Low frequency electron paramagnetic resonance (LFEPR) spectrometers operating between 100 and 500 MHz typically have large-volume magnets that accommodate large samples. LFEPR spectroscopy with a 2.9 mm diameter surface coil was used to record point spectra and image the spatial distribution of the spin probe 2,2-Diphenyl-1-picrylhydrazyl (DPPH) and electrophotographic toner in printed letters on a flat surface. The location of the surface coil was fixed on the desired location when a spectrum was recorded. The magnetic field of the spectrometer was fixed on the location of the signal and the sample was scanned under the surface coil in parallel trajectories to produce an image of the signal in the letters "LFEPR". We speculate on the utility of this technique to study flat objects such as paintings and illuminated manuscripts with cultural heritage significance.

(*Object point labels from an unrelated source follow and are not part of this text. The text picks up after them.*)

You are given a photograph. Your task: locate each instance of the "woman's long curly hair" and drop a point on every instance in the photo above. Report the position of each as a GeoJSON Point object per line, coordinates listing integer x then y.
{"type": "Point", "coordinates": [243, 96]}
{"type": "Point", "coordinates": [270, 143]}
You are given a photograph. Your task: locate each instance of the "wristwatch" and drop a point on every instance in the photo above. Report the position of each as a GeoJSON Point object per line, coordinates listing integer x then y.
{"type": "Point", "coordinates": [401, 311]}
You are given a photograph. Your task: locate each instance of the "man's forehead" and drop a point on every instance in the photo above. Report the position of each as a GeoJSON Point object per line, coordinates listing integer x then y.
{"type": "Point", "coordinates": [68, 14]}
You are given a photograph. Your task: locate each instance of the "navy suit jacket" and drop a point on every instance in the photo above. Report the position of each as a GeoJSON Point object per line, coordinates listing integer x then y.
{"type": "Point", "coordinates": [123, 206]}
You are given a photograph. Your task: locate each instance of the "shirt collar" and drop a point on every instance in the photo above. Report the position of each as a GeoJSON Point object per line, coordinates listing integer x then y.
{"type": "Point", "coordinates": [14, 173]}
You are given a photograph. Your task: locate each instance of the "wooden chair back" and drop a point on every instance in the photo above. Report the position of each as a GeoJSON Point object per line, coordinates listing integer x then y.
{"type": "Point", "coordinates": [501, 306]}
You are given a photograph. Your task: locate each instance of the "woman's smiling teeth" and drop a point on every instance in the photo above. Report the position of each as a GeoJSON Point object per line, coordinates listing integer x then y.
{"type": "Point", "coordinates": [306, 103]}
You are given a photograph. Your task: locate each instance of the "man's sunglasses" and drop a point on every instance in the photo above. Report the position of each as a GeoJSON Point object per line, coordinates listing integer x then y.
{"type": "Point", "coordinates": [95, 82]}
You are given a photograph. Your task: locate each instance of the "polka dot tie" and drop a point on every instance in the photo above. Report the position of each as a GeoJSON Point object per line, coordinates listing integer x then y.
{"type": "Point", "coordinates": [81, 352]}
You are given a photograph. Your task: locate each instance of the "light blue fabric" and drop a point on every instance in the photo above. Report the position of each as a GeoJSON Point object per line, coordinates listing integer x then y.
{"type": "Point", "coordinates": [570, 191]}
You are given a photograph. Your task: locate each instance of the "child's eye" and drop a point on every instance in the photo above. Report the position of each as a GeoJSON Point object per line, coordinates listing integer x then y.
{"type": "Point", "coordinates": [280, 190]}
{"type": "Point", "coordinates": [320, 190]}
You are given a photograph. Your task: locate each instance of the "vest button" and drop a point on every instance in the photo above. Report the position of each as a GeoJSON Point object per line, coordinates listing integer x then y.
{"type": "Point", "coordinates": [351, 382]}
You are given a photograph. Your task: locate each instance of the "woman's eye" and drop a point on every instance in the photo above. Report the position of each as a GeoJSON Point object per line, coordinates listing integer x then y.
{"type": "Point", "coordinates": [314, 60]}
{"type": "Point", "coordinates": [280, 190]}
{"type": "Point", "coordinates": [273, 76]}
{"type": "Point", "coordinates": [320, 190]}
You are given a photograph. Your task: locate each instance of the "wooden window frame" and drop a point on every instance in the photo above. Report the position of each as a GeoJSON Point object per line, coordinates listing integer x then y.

A method of switching the signal in an MRI phantom based on trace ion currents.

A method for electrically changing the hydrogen nuclear magnetic resonance (NMR) signal intensity in a magnetic resonance imaging (MRI) phantom is presented. The method is based on creating local magnetic field inhomogeneities from impurity ion currents in a polar hydrocarbon. The effect is demonstrated using the propylene carbonate on an NMR spectrometer and an MRI scanner. This effect is largest when the electric field is applied perpendicular to the static magnetic field in magnetic resonance, and is linear with applied voltage. The applicability of a switchable signal in an MRI phantom is demonstrated with a spin-echo, echo planar imaging sequence where the MRI signal is changed between blocks of 10 images in a series of 200 images. This technique may find applications in inter and intra platform fMRI quality control.

An MRI digital brain phantom for validation of segmentation methods.

Knowledge of the exact spatial distribution of brain tissues in images acquired by magnetic resonance imaging (MRI) is necessary to measure and compare the performance of segmentation algorithms. Currently available physical phantoms do not satisfy this requirement. State-of-the-art digital brain phantoms also fall short because they do not handle separately anatomical structures (e.g. basal ganglia) and provide relatively rough simulations of tissue fine structure and inhomogeneity. We present a software procedure for the construction of a realistic MRI digital brain phantom. The phantom consists of hydrogen nuclear magnetic resonance spin-lattice relaxation rate (R1), spin-spin relaxation rate (R2), and proton density (PD) values for a 24 × 19 × 15.5 cm volume of a "normal" head. The phantom includes 17 normal tissues, each characterized by both mean value and variations in R1, R2, and PD. In addition, an optional tissue class for multiple sclerosis (MS) lesions is simulated. The phantom was used to create realistic magnetic resonance (MR) images of the brain using simulated conventional spin-echo (CSE) and fast field-echo (FFE) sequences. Results of mono-parametric segmentation of simulations of sequences with different noise and slice thickness are presented as an example of possible applications of the phantom. The phantom data and simulated images are available online at http://lab.ibb.cnr.it/.

A volume resolution phantom for MRI.

Multisite quantitative magnetic resonance imaging (qMRI) of volume requires a small isotropic point spread-function (PSF) that is spatially, temporarily, and platform invariant. A phantom which will allow rapid assessment of this metric throughout the imaged volume without repositioning will assist certification of imaging sites for use in qMRI studies based on volume. This paper presents a phantom design for this purpose with a three-dimensional repeating pattern throughout its 800-cm(3) volume. The image of the pattern from the phantom contains a series of positive signal points and lines which can be used to measure the PSF, gradient linearity, gradient orthogonality, and B(0) homogeneity at multiple locations throughout its volume. The phantom is readily constructed, can be filled with any nuclear magnetic resonance signal-bearing liquid, and the design is scalable to cover larger volumes.